Y o u d e n I n d e x = {M a x}_{c u t o f f} ({S e n s i t i v i t y}_{c u t o f f} + {S p e c i f i c i t y}_{c u t o f f} - 1)

2.7. Model Explanation

We applied Shapley additive explanations (SHAP) [53], a model-agnostic XAI method that uses corporative game theory to quantitate the predictive value of every feature, on the model with the best-performing ML algorithm. SHAP estimates the average marginal contribution of each feature and then ranks the features based on their respective contributions to the prediction, which is a measure of feature importance. SHAP is an XAI method that offers a global explanation, which is useful in our context to understand how different features impact the model’s predictions on average and the overall behavior of a model across the entire dataset. This helps to identify key factors that attribute to PSAMO, which is one of the research objectives of this study, and intervention plans can be developed around such factors.

2.8. Packages Used

The statistical analyses and modeling in this study were implemented in Python 3 programming language [39,46,48,49,50,53,54,55,56,57,58,59]. The packages used and their functions are listed in Appendix A.

3. Results

Descriptive statistics of the study population and comparisons between the PSAMO vs. no PSAMO groups are found in Table S2.

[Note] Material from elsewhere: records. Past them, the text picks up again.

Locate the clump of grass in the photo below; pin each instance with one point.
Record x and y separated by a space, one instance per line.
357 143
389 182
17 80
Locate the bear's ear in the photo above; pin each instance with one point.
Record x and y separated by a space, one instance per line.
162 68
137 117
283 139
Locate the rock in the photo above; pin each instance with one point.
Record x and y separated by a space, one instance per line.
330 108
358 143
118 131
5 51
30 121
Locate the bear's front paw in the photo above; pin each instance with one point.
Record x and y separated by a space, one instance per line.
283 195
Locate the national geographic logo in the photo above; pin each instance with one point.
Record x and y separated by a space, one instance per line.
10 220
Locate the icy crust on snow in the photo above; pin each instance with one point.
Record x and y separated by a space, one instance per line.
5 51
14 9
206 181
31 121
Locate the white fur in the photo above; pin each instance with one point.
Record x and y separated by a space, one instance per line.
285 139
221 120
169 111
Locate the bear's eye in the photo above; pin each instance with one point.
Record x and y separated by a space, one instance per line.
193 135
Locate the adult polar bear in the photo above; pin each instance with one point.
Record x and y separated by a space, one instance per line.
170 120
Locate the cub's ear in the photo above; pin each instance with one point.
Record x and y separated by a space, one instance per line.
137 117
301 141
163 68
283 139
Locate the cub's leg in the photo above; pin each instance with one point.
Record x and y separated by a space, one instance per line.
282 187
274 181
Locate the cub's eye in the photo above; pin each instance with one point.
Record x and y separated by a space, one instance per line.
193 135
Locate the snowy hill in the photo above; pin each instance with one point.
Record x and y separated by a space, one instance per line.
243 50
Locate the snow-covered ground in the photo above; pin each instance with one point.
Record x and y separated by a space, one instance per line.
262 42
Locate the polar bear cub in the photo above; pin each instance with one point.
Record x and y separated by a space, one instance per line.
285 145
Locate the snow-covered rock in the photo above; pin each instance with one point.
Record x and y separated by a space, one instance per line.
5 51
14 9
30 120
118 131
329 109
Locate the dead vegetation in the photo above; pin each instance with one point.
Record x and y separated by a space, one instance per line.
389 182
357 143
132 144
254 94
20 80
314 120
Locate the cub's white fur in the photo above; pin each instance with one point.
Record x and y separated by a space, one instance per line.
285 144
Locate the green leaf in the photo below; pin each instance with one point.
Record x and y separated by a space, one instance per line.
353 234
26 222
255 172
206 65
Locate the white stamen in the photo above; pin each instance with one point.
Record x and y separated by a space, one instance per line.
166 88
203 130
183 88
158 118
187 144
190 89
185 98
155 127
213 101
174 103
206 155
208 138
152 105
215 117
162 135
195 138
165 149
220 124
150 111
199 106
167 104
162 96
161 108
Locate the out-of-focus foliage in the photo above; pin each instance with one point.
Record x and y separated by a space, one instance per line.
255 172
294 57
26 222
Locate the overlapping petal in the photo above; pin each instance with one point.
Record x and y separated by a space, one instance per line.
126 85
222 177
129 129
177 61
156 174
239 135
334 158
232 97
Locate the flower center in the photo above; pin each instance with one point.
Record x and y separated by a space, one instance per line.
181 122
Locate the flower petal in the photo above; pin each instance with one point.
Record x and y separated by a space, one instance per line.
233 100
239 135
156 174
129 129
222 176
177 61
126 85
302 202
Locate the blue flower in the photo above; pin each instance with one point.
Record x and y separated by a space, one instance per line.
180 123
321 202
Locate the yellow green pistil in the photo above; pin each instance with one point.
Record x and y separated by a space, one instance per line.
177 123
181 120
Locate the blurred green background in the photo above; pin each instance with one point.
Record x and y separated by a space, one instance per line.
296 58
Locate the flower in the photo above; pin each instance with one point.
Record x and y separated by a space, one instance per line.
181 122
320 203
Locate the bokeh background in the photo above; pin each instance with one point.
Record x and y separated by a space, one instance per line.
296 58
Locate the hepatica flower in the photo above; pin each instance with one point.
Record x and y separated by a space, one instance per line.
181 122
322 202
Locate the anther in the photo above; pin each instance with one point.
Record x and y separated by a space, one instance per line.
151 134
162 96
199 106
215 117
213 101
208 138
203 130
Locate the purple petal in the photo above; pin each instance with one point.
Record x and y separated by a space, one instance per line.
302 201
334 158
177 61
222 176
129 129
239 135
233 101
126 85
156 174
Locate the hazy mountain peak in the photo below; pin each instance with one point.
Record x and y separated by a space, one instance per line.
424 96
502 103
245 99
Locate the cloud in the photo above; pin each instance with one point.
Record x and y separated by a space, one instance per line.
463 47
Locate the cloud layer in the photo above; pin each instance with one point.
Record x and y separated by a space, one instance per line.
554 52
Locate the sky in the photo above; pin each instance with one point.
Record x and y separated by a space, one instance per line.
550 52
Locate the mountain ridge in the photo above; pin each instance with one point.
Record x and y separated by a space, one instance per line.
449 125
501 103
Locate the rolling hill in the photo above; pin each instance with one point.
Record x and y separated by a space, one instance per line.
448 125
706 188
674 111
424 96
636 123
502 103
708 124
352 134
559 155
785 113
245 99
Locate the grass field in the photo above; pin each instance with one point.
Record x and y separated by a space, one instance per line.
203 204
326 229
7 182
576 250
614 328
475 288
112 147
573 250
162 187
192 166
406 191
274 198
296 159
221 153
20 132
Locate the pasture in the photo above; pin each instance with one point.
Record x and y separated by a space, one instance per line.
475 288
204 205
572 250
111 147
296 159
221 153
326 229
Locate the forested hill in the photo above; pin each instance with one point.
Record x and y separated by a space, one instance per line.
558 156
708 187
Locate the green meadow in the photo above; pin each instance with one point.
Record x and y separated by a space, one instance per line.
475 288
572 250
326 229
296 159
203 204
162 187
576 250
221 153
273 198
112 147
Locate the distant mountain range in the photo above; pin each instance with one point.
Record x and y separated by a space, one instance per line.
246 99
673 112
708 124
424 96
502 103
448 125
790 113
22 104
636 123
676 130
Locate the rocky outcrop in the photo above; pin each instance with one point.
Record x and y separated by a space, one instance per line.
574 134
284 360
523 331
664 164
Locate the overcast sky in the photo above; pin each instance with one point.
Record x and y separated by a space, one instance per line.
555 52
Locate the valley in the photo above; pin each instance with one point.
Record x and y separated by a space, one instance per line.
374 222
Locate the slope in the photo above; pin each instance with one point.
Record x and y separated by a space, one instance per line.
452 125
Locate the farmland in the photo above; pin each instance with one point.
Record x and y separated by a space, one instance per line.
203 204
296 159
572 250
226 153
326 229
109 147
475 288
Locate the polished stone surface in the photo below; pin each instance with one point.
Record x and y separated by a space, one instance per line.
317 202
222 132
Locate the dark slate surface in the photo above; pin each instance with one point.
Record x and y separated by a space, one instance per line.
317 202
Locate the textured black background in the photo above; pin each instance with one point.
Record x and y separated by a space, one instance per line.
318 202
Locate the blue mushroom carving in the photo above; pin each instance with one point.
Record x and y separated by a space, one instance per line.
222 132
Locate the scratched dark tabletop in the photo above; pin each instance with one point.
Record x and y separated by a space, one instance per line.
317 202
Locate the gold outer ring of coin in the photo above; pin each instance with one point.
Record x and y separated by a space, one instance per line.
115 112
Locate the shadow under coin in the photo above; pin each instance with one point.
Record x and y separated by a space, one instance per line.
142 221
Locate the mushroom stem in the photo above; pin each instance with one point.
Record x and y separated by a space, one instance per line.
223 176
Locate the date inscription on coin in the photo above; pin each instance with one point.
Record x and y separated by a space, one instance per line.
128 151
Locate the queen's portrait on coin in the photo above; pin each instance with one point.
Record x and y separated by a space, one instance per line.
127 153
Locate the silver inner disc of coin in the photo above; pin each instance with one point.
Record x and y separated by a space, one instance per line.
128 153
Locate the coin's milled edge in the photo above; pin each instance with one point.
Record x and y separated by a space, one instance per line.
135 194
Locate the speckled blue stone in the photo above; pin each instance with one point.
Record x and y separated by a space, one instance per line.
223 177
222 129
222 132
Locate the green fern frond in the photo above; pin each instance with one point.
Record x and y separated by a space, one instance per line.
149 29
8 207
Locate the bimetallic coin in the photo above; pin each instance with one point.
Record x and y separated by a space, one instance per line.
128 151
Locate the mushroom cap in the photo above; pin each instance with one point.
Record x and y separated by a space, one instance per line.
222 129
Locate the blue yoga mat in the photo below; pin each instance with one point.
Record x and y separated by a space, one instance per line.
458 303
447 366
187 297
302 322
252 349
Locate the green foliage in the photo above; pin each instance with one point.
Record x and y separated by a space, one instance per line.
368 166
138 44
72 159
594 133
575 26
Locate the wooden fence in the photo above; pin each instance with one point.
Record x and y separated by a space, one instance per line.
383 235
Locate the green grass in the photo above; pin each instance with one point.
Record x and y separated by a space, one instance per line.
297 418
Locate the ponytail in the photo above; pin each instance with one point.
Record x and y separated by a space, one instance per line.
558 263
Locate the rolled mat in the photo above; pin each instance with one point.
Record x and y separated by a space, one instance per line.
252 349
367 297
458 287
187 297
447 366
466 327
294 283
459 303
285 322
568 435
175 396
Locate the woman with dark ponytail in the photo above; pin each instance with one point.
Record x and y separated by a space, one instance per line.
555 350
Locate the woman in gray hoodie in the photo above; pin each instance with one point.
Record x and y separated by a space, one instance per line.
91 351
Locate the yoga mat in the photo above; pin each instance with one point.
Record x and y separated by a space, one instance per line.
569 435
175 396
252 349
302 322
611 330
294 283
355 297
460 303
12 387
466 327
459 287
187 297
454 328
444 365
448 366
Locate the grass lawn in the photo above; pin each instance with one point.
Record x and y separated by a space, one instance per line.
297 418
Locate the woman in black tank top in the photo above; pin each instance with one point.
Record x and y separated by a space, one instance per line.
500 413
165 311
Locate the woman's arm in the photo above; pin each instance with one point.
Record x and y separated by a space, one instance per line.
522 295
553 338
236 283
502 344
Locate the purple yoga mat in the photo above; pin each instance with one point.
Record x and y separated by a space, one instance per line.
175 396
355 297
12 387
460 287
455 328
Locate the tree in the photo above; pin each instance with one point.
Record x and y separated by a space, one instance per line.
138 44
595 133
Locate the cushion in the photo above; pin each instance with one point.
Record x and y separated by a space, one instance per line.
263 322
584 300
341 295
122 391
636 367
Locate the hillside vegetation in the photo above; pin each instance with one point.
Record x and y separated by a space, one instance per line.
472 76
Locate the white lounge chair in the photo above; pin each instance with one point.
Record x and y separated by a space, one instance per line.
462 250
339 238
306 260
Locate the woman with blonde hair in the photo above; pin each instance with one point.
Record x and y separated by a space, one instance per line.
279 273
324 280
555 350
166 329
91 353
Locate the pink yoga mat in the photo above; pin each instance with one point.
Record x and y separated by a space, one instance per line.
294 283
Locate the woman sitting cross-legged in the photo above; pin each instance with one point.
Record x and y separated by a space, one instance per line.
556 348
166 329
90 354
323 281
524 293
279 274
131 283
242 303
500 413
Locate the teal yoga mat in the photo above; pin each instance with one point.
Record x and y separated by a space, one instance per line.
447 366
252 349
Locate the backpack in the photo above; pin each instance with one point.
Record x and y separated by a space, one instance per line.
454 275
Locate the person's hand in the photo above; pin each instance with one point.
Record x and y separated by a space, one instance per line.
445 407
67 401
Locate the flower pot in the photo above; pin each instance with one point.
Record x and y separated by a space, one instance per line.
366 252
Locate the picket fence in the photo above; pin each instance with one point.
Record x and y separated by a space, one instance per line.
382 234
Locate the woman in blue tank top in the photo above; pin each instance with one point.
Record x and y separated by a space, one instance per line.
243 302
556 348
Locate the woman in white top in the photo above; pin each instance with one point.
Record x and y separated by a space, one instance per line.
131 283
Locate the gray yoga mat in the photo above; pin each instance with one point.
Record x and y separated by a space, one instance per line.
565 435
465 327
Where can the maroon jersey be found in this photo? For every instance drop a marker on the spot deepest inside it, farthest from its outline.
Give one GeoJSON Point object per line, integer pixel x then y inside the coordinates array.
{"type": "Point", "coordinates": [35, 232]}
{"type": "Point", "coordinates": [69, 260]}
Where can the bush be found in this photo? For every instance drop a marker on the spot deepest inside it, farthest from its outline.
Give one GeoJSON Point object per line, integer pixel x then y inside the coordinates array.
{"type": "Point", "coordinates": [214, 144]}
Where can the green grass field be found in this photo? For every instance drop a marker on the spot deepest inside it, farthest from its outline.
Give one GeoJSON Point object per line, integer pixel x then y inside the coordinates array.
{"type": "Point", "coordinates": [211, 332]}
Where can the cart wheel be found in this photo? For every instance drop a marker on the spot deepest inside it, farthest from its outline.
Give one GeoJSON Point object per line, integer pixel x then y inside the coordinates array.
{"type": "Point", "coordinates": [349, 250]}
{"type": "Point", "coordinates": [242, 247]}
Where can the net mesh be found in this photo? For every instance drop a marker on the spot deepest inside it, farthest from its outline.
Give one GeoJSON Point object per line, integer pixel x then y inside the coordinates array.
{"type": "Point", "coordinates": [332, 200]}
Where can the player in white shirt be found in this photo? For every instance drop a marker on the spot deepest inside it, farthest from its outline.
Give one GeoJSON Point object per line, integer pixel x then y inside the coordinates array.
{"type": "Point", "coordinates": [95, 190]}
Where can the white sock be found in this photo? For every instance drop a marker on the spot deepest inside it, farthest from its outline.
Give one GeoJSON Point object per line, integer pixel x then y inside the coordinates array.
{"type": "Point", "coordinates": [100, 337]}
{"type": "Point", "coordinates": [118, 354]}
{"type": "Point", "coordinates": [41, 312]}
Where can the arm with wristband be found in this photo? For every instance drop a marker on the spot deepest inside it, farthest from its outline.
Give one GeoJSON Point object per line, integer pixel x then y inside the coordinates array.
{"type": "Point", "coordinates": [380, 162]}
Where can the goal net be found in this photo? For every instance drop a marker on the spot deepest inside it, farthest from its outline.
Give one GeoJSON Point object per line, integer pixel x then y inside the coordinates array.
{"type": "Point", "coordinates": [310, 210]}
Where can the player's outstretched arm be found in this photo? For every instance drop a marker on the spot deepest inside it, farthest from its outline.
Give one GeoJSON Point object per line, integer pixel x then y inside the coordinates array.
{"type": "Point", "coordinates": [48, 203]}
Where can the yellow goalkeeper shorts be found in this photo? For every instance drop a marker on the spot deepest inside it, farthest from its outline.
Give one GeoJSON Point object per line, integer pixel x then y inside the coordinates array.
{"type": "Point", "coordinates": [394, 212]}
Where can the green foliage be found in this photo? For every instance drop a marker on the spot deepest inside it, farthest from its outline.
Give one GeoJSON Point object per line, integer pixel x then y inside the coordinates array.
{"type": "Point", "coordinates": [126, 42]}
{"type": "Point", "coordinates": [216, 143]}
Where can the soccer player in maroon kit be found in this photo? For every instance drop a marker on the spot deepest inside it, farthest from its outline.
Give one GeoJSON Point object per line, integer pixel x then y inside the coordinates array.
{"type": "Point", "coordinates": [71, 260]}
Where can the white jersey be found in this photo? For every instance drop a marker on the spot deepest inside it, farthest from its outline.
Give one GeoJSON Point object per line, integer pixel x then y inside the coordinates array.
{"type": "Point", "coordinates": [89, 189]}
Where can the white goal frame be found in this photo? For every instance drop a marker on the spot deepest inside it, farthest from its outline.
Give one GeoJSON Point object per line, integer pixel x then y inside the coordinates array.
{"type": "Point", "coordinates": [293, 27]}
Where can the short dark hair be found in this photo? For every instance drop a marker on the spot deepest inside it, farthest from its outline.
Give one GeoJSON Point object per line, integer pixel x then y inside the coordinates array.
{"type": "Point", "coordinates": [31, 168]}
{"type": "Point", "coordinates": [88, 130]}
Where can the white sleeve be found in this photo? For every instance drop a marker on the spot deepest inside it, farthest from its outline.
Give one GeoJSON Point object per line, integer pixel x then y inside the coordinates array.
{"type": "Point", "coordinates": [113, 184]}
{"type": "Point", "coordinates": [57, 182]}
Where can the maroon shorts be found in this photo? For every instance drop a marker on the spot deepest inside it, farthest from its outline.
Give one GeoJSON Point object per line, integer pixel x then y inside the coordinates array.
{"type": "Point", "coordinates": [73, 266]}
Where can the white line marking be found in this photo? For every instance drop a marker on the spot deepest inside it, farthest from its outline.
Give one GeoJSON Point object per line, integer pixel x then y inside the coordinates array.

The training set which consists of 69 features was fitted into RFE for feature selection. During RFE, the optimal number of the most discriminative features were selected for each ML algorithm. Figure 3 plots the average accuracy of the individual algorithms against the number of features. The optimal number of discriminative features differed among the algorithms. For instance, the decision tree algorithm attained its peak mean test accuracy using 13 features. As such, the decision tree algorithm would be trained and tuned using only the 13 features selected by RFE. The hyperparameters of the decision tree algorithms were tuned using Bayesian optimization, with each set of hyperparameters evaluated using repeated stratified 10-fold cross-validation with five repeats. The best set of hyperparameters, i.e., the decision tree algorithm with the best performance, was then evaluated on the test set, which was held out and not used during the training.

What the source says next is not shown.